© Alex Sebley
This city is the centre of northern cultural modes that date back millennia, from smithies teeming with occult symbolism to sacrificial sites at the foot of Mount Korhogo.
Sited at the foot of the gradually rising mountain sharing its name, Korhogo lies at the heart of Ivory Coast’s 40,000km2 dry brush and grass savannah. The southern approach to the city is blessed with baobab- and acacia-lined valleys and thick, road-creeping plant life. In Korhogo city itself though, the trees are scanter and the scrub below them barely spreads over the hard red and orange earth, like a carpet wearing thin. In the summer this terrain can get exceedingly dusty, making you feel like you took a wrong turn somewhere and ended up much further north in Africa. Coming here from Abidjan or Grand-Bassam, the slower, calmer pace of life is conspicuous. You’ll see few cars (though a lot of motorbikes) and receive little to no hassle from vendors, inquisitive kids and dubious, self-appointed ‘guides’.

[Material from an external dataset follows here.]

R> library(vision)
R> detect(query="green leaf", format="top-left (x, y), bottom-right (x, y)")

In both civil wars Korhogo was the location of several flashpoints, which resulted in damaged infrastructure and the scaring away of tourists who had been so essential to the city’s pre-war economy. Regeneration has been slow, but it has seen Korhogo’s main attractions re-open and flourish anew. All over the city and in the local Senoufo villages, you’ll find the old-world craftspeople who have helped build Korhogo’s reputation as one of Ivory Coast’s cultural hubs: weavers, painters, metalworkers and wood carvers, all of whom use intriguingly pre-modern tools and techniques.